Mon, April 20, 12:25 to 1:55pm, Virtual Room

Abstract

Purpose: This paper evaluates the impact of multiple measures placement on student outcomes using an experimental study conducted at seven community colleges within a northeast state university system. The placement system being evaluated uses data on prior students to develop predictive algorithms at each college to weight multiple measures — including placement test scores, high school GPA, and years since high school graduation — that are then used to place incoming students into remedial or college-level courses. Incoming students who arrived at these colleges in the fall 2016, spring 2017, and fall 2017 terms were randomly assigned to be placed by either the status quo system (control group) or the alternative placement system (program group). Students were followed for three to five terms.

Theoretical framework: Most students in developmental math or English courses are referred to these programs based on scores they earn on standardized placement tests. Research shows that some students assigned to remediation would likely pass a college-level course in the same subject area if given that opportunity. It has been hypothesized that using more information, including high school GPA, should lead to more accurate placement and improved student outcomes (Belfield & Crosta, 2012; Scott-Clayton, 2012). This study evaluates a multiple measures placement system that employs an algorithm with thresholds set by college administrators and instructors.
Methods: The study employs an RCT that meets WWC evidence standards without reservations. Impact analyses were conducted using OLS, controlling for college fixed effects and a range of student characteristics. For both math and English, we consider three outcome measures: the rate of college-level course placement, the rate of college-level course enrollment, and the rate of college-level course completion. We also examine impacts on overall credit accumulation, persistence, and degree completion.

Data: Data for this study come from seven participating community colleges that cover over 13,000 eligible students who entered the colleges in fall of 2017 through fall 2018. Data include demographic information, placement test records, and students’ high school and college transcripts.

Results: Early results from the study’s first cohort of students are broadly positive.
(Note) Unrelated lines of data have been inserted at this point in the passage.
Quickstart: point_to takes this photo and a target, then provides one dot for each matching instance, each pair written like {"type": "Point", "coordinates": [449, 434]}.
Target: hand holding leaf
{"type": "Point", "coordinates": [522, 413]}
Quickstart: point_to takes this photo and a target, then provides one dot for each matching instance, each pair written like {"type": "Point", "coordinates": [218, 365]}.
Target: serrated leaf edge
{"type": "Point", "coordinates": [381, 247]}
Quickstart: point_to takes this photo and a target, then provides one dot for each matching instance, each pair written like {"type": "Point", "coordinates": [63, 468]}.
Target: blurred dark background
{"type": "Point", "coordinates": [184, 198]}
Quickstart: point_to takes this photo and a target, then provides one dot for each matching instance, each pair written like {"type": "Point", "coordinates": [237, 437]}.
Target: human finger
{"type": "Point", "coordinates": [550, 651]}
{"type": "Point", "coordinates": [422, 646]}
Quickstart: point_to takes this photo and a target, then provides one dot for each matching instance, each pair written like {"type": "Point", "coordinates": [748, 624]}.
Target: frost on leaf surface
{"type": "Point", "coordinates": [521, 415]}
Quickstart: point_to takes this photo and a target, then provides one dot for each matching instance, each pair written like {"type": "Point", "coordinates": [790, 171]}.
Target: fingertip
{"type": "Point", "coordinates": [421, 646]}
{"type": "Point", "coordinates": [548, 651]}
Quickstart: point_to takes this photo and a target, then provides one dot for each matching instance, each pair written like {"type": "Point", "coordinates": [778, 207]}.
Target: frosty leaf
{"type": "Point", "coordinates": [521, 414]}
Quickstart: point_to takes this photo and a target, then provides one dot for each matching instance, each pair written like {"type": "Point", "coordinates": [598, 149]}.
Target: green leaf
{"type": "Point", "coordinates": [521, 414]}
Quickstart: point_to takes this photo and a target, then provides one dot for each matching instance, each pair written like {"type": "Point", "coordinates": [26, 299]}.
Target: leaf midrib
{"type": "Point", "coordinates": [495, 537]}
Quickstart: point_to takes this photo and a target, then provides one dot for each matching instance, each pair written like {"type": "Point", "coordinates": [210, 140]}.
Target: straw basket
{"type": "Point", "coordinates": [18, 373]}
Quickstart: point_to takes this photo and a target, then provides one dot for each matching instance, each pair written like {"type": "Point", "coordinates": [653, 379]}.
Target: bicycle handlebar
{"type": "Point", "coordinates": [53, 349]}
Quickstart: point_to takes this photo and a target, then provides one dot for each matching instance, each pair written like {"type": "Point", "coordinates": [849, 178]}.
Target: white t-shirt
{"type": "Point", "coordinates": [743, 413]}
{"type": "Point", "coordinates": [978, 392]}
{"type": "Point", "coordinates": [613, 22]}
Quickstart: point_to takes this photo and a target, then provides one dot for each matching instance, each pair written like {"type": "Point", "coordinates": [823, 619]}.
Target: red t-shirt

We find that many program group students were placed differently than they would otherwise have been. In math, 14% of program group students placed higher than they would have under a test-only system, while 7% placed lower. In English, 41.5% placed higher, while 6.5% placed lower. Further, program group students were 3.1 and 12.5 percentage points more likely than control group students to both enroll in and complete a college-level math or English course in the first term. Prior to the conference we will conduct further analyses using tracked data from all three cohorts, including impacts on credit accumulation, persistence, and degree completion.

Significance: As evidence accumulates that traditional placement systems are inadequate, colleges are increasingly turning to the use of multiple measures for assessing and placing students. The results of this study shed light on whether multiple measures placement decisions based on data analytics lead to better student outcomes than a system relying on test scores alone.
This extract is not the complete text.